Overview

In this assignment, you will use the math library you created in the previous assignment to write a BASH script for a simulation.

Reading

Advanced Bash Scripting Guide: Sections 9-13, 25-26, 29-34

Cat & Mouse Primer

The scene is an urban park; a cat watches a mouse run around the base of a statue of the first computer. Over the course of a minute, the somewhat witless mouse moves one meter counterclockwise around the statue's base, which is circular and 2 meters in diameter. Every minute, the cat pursues the mouse as follows:

• If the cat can see the mouse, the cat moves 1 meter toward the statue.
• If the cat can't see the mouse, the cat circles 1.25 meters counterclockwise around the statue.

The cat plans eventually to get close enough to the mouse to make it a juicy lunch. The mouse by accident, however, may manage to keep completely out of sight of the cat, since both the cat and the mouse are moving counter-clockwise. Should the chase go on more than 30 minutes, however, the cat will get tired and wander off.

Trigonometric Information

All angles are in radians for the following information:

• The cat sees the mouse if:

  1 <= (cat radius) * cos (cat angle - mouse angle)
  

• When the cat circles distance around the statue, its radius does not change, and the change in its angle can be calculated from the relationship:

  angle = (distance) / (arc radius)
  

• The cat catches the mouse when it (the cat) moves past the mouse while at the base of the statue, i.e. when the cat radius is 1.0 and the mouse angle lies between the old cat angle and the new cat angle. An angle B is between angles A and C iff both of the following criteria are met. (Note: The difference C-A is assumed to be less than 90 degrees, or pi/2 radians.):

  1) cos (B-A) > cos (C-A)
  2) cos (C-B) > cos (C-A).
  

• Note that the cat cannot move inside the statue's base; hence if the cat is, say, at radius 1.7 and sees the mouse, it can move in only 0.7 meters, up to the base of the statue.

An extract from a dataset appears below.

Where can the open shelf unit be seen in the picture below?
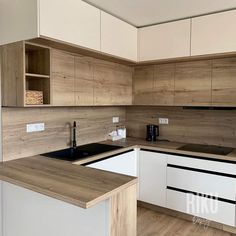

• Remember that angles a, a + 2pi, a + 4pi, ... are all equal.

Why use BASH?

Indeed it is true that most experienced programmers, even those extremely versed in shell scripting, would not choose BASH to tackle a problem like this. However, the main reasons against using BASH for this type of problem in the real world present us with a unique educational opportunity to explore different aspects of shell programming. The mere fact that a simulation like this can be done using BASH and UNIX tools shows the power and versitility that shell programming has to offer.

Required Files

The file ~cs9e-1/hw/04.02-catmouse/catmouse-fw.sh contains the framework for this assignment. You are free to use it as a starting point or start from scratch if you desire.

Part 1 - Floating Point Math

You should use the bashcalc-functions.sh file that you created in the previous assignment to provide basic math functionality in your Cat & Mouse simulator. Do this by including a line at the top of your script to source the file:

. bashcalc-functions.sh

Now, implement the following two functions which will be used later on in the simulation:

1. angle_between (Hint: Look in the Trig Information above)
2. does_cat_see_mouse (Hint: Look in the Trig Information above)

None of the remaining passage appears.